Upstart offers loans of up to $50,000, and borrowing terms are based on far more than just your credit score, such as your career trajectory and income.

5. OneMain Financial

OneMain Logo

OneMain Financial has been around for more than 100 years. You’ll need to visit a branch to apply for a loan of up to $25,000, but that shouldn’t be a problem, as 5 out of 6 Americans live within 25 miles of a branch.

Different loan providers will have different requirements, so if your top pick doesn’t offer you favorable terms, try another lender.

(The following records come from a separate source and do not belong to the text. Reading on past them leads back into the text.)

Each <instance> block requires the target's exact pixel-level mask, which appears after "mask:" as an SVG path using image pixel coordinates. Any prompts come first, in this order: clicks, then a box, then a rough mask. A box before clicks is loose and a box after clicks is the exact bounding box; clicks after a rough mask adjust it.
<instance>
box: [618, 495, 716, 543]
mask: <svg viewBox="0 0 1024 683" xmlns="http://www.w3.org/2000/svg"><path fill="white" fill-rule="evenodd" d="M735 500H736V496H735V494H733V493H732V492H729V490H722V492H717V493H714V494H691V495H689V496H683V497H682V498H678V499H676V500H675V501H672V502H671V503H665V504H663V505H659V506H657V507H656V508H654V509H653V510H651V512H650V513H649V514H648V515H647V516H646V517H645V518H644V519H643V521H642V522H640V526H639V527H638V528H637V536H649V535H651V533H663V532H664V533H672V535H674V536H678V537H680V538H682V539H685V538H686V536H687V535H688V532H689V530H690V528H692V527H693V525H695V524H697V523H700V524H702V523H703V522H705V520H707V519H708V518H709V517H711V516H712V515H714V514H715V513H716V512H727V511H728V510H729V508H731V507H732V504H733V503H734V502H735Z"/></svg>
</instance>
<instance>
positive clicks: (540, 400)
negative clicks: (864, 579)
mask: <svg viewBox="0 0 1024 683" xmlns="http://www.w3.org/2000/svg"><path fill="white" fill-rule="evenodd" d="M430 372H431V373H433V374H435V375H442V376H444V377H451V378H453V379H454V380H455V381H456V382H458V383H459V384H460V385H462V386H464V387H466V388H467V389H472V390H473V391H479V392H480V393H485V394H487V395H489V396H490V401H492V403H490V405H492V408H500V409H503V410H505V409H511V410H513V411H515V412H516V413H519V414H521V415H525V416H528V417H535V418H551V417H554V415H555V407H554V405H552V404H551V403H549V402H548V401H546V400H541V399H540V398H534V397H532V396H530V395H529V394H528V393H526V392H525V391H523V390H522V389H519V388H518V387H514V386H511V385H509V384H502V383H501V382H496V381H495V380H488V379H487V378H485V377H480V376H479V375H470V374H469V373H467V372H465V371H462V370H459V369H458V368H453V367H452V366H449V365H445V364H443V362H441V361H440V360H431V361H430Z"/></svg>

That said, don’t enter into an agreement with a company with whom you don’t feel comfortable doing business, regardless of the terms they offer.

How to Get a Consolidation Loan with Bad Credit

When you’re already struggling with poor credit, trying to manage a variety of high-interest loans can make matters even worse. Not only are you forking over your hard-earned cash to pay on those interest rates, but juggling multiple payments each month can lead to forgotten or missed payments. Unfortunately, it’s more difficult to qualify for the lowest interest rates when you are in need of a subprime loan, so you may not be able to lower your payments through interest rate reduction alone.

That said, you can still lower your monthly payments, making your debt more manageable on a monthly basis, by getting a consolidation loan with a longer loan period than your current loans. By spreading your payments over a longer period of time, you can lower your overall monthly payments. Of course, extending the amount of time you make payments means you’ll be paying more interest in the long run.

If you’re having trouble getting a consolidation loan through conventional lenders, you may need to look for lenders who specialize in subprime loans, like the top-rated providers picked by our experts. The terms will likely be less favorable, but can still be preferable to default.

Make the Most of Consolidation with Low Interest Rates

Whether you have a handful of installment loans or an entire buffet of credit card flavors, debt consolidation can help simplify your finances, making it easier to manage your payments.

You’ll get the most out of the consolidation process by focusing on your interest rate; the lower the rate, the lower your overall payments. Try to find a consolidation loan with an interest rate that is lower than that of the majority of the debt you’re going to consolidate to avoid actually increasing the amount of interest you are paying on some of your debt.